Unfortunately, the ARS then demolishes these protections by then including more CFAA-style verbiage in its conclusion. The statute lists “Knowingly obtaining any information that is required by law to be kept confidential” and “Knowingly accessing any computer, computer system or network or any computer software, program or data that is contained in a computer, computer system or network” as class 6 felonies (punishable up to two years in prison). So even with some efforts towards specific language and delineation of malicious activity versus ethical up front, the ARS then obviates these portions with vague and threatening language, echoing the CFAA and therefore invoking all the same issues.

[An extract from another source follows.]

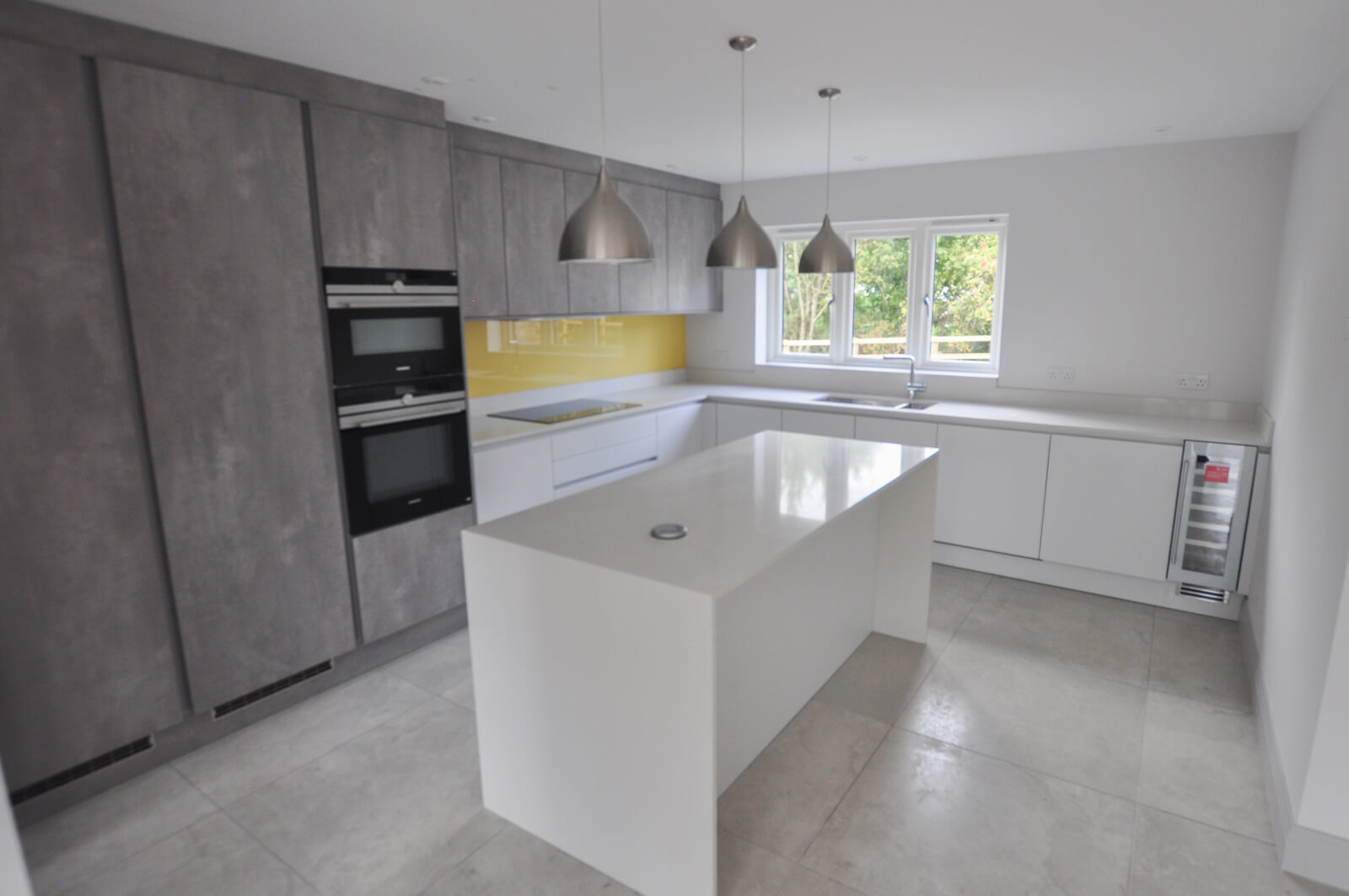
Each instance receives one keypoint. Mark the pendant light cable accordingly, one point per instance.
(604, 121)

After Aaron Swartz’s suicide in 2013, Rep. Zoe Lofgren (D-CA) introduced ‘Aaron’s Law’, an attempt to modernize federal law around computer fraud and properly balance penalties for computer-related crimes. It addresses the Internet in its modern form, not as an exclusive network of defense and university machines. The proposed Aaron’s Law removes terms of service violation from automatic prosecution, and delineates harmful crimes from standard internet activities. Aaron’s Law wouldn’t have solved all the issues with the CFAA – an explicit safe harbor for researchers still hasn’t been proposed – but it would have been a significant and timely upgrade to the current law.
Aaron’s Law never caught the traction it needed, despite having both a Democrat and a Republican sponsor. As Slate’s Justin Peters noted in his analysis of Aaron’s Law, “Congressmen, like most people, care a lot more about meting out punishment to “bad hackers” than they do about offering justice to “good hackers.” And so the CFAA remains an impediment to well-intentioned security researchers, a chilling consideration for those who could contribute positively to our collective security. It’s a choice that every ethical hacker needs to soberly consider. I personally have chosen not to pursue independent security research, knowing that the response to anything I find and responsibly disclose might be that I’m arrested in front of my children. For me, no security improvement or bug fix will ever be worth it. Fortunately, others are willing to take the risk, and they contribute meaningfully to security through bug bounty programs, responsible disclosure, and constructive dialogue with companies and government organizations. I’m grateful for their efforts, and I hope we can establish a legal “safe harbor” to not just protect them, but encourage other talented hackers to help. Goodness knows, we need it.